6. During the debate over President Clinton’s plan for health care reform in the early 1990s, large corporate interests paid for and staged “grassroots revolts” at Congressional town hall meetings. Sound familiar? Rolling Stone has the scoop. (Blackink)

7. From the Dept. of Things I Wish Weren’t True: a Facebook poll asks “should Obama be killed?” (Blackink)

8. Sarah Palin’s recent visit to Hong Kong reminds us that IOKIYAR. (Blackink)

9. Gruesome details about the death of Census worker Bill Sparkman can be found here. And appropriate mocking of irresponsible speculation by Dan Riehl can be found here.

10. In a time of flat wages and greater debt burden, the LA Times highlights the increasing numbers of Americans who are using their homes as a “second job.” Said former Labor Secretary Robert Reich: “We can no longer assume that housing will be as good an investment for the future as it has been.” (Blackink)

11. A look at how criminals communicate. (G.D.)

12. Some homeless sex offenders in Georgia have set up camp in the woods because they are forbidden by law to live virtually anywhere else. (G.D.)

13. Speaking of sex offenders, here’s a roundup of posts at Feministing about Roman Polanski. (Blackink)

14. Discouraged journalists can take heart in the story of Jerry Mitchell, who’s been featured on “On the Media” before and now gets to call himself a genius. (Quadmoniker)

15. Sociological Images put together an interesting interactive graphic showing political contributions by U.S. companies. (Blackink)

16. Fidel loves the kids: a new book about the longtime Cuban dictator claims that he has fathered 10 children by six women, and possibly 11 by seven. Shawn Kemp would be impressed. (Blackink)

17. Simon Johnson asks if the G20 is legitimate. (Blackink)

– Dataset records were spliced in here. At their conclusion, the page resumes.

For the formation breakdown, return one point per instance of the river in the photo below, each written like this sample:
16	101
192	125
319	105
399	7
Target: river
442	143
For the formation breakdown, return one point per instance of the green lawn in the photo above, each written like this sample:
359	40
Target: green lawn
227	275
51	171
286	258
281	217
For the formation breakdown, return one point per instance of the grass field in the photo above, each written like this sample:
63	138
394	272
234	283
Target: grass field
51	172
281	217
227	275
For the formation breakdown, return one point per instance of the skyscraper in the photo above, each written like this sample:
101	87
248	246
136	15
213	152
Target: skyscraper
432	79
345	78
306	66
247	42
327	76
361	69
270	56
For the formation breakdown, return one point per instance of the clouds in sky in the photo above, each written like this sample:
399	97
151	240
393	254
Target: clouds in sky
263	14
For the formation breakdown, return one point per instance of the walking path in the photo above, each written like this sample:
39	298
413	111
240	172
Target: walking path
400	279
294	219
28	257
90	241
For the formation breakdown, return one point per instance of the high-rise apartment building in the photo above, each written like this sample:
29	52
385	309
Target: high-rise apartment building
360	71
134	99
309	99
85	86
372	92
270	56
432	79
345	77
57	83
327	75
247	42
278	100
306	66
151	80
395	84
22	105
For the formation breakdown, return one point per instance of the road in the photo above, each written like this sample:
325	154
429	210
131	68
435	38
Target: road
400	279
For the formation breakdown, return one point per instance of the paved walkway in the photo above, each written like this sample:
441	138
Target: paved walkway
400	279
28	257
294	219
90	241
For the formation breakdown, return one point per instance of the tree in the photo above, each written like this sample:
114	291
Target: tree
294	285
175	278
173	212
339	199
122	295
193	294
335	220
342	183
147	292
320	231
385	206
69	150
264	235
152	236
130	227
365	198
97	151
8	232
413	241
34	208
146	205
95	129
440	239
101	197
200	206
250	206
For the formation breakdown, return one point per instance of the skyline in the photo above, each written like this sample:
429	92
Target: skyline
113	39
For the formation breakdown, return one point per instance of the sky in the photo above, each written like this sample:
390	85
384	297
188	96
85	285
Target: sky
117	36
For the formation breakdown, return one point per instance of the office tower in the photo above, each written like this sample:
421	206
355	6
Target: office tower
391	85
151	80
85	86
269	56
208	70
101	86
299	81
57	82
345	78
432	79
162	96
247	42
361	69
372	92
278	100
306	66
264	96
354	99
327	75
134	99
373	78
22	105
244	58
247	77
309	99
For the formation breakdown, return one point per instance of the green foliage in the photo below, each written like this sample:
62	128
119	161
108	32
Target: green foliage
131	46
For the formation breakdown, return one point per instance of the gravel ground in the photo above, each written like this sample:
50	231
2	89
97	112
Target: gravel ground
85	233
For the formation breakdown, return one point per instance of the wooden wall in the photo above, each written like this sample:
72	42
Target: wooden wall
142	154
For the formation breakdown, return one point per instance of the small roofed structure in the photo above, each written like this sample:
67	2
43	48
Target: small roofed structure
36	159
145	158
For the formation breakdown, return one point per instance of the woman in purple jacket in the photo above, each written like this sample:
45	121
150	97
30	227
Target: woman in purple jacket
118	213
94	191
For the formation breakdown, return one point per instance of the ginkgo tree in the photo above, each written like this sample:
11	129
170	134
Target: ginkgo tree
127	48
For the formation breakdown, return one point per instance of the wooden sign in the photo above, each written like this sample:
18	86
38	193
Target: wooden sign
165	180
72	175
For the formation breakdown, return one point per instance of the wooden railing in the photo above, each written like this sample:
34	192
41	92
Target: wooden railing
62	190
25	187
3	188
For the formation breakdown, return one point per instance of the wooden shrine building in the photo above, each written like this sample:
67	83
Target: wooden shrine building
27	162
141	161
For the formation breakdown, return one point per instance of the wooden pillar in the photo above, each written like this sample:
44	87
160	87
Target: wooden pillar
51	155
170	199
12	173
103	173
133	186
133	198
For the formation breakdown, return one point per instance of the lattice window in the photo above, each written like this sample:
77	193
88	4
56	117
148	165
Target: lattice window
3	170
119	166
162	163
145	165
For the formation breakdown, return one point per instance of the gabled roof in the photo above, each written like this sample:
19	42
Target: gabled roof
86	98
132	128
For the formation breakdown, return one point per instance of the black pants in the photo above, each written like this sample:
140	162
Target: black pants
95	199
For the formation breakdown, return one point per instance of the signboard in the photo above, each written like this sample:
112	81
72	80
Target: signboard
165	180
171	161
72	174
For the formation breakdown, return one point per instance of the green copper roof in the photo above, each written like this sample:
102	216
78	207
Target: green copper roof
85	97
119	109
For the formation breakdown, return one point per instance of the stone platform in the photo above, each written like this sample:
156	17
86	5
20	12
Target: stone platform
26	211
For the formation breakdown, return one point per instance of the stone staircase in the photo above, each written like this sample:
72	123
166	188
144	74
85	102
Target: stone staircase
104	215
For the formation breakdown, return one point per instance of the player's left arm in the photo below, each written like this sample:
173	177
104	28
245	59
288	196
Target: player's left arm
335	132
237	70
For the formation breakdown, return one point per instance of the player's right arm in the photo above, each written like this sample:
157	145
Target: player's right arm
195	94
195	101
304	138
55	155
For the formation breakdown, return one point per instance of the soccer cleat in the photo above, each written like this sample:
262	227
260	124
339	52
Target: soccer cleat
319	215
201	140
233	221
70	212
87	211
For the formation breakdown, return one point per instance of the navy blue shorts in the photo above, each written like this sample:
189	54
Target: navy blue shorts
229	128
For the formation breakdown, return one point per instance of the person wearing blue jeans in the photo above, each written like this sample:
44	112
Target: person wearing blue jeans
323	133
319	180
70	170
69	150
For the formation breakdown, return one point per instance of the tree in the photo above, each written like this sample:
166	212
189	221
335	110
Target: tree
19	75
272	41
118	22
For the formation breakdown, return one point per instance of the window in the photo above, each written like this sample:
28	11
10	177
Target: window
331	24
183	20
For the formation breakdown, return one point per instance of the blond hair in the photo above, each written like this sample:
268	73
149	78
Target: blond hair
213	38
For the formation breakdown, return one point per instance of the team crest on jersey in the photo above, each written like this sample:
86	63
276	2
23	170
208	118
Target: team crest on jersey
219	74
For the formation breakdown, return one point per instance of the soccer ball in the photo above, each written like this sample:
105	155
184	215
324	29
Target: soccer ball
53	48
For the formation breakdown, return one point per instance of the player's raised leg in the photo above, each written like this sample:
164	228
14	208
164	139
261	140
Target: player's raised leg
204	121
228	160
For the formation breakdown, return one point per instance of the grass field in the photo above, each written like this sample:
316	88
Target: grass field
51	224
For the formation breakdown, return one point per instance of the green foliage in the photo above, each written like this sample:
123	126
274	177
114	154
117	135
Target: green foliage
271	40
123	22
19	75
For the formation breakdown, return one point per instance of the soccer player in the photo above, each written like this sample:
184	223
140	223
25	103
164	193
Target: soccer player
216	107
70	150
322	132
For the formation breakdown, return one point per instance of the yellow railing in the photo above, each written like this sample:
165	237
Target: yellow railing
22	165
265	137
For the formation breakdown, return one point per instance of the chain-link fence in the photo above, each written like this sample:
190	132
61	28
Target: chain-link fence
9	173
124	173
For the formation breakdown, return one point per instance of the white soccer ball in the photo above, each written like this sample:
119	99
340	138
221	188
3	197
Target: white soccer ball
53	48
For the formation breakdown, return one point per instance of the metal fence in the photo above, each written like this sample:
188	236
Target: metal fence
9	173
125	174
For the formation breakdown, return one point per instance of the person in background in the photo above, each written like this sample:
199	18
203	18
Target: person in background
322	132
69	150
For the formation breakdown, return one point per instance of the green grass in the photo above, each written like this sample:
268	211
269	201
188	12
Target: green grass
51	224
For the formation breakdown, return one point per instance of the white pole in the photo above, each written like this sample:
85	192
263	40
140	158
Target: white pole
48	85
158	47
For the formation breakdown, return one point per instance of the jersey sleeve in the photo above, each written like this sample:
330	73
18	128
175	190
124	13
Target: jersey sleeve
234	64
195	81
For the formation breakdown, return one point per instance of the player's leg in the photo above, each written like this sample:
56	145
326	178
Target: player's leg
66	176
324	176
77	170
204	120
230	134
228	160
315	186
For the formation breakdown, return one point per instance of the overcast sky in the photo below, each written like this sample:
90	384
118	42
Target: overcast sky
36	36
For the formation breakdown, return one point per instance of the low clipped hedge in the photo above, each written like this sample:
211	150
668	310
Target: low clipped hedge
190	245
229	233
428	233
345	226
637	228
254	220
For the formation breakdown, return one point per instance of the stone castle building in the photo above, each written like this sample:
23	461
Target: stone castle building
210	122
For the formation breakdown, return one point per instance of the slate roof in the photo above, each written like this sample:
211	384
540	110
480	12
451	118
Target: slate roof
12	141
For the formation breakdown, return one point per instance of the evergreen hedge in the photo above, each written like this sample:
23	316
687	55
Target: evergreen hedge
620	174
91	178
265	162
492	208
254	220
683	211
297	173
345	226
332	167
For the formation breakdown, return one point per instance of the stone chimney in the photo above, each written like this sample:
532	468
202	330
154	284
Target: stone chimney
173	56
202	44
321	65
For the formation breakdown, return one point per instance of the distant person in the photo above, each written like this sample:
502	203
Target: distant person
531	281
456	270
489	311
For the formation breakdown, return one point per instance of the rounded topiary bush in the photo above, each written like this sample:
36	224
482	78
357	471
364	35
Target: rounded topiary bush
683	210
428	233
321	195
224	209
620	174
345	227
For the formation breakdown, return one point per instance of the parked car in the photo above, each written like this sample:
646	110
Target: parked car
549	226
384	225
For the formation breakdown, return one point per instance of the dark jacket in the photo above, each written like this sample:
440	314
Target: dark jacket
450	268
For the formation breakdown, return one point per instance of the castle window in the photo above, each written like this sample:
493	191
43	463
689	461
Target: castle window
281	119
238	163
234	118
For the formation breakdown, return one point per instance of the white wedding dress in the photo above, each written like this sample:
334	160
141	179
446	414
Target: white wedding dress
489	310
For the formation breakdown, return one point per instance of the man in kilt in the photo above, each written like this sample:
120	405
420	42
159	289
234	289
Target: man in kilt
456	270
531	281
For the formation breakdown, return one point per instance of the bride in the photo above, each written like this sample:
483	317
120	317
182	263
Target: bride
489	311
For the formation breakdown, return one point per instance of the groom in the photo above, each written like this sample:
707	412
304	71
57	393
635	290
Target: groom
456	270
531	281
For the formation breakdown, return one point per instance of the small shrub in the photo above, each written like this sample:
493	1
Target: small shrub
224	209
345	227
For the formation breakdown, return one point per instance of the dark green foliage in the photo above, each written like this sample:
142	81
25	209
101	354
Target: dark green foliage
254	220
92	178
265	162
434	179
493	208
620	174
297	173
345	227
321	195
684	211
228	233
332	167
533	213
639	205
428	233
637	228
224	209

18. NPR profiles Chris Howard, the new 40-year-old president of Hampden-Sydney College in Virginia. Why mention this? Howard is black; his school is 93 percent white. (Blackink)

19. The always excellent James Fallows has a series of posts about obesity here, here, here, here, here, here, here, here, here, and here. It all started with this comment: “Not as many very fat large Americans as I was expecting. Am I looking in the wrong places?” (Blackink)

20. Tufts University has banned any sex act in a dorm room “while one’s roommate is present.” If only this rule had existed my freshman year of college. (Blackink)

21. Ten sexual controversies that changed TV. Guess we’ll have to take their word for it.  (Blackink)

22. This must have been an interesting afternoon at City Hall: Detroit dancers, DJs and club owners recently asked city council members to leave strip clubs aloooooooooone! I wonder what Kwame Kilpatrick has to say about this. (Blackink)

23. A map shows that somewhere in South Dakota is the McFarthest Spot. (Blackink)

24. America’s largest dry city got officially “wet” last week. h/t Off the Kuff. (Blackink)

25. Hoping to capitalize on his unparalleled campaigning talents, Chicago is turning to President Obama in its bid to land the 2016 Olympics. Matt Yglesias wants to know why anyone would want to host the Games. Katie Connolly looks at the pros and cons. (Blackink)

26. After exhaustive research, Eamonn Brennan answers the question we’ve all been dying to know: yes, President Obama sometimes wears shorts when playing basketball. (Blackink)

27. Fifteen years after the Rams and Raiders left, Los Angeles seems to be moving closer to bringing the NFL back to town. NBC LA speculates the San Diego Chargers are the franchise most likely to make the move. (Blackink)

As always, feel free to drop links, chat amongst yourselves, offer effusive praise or hurl anonymous insults. Just don’t throw tomatoes.

*It was Monday when I started putting this post together.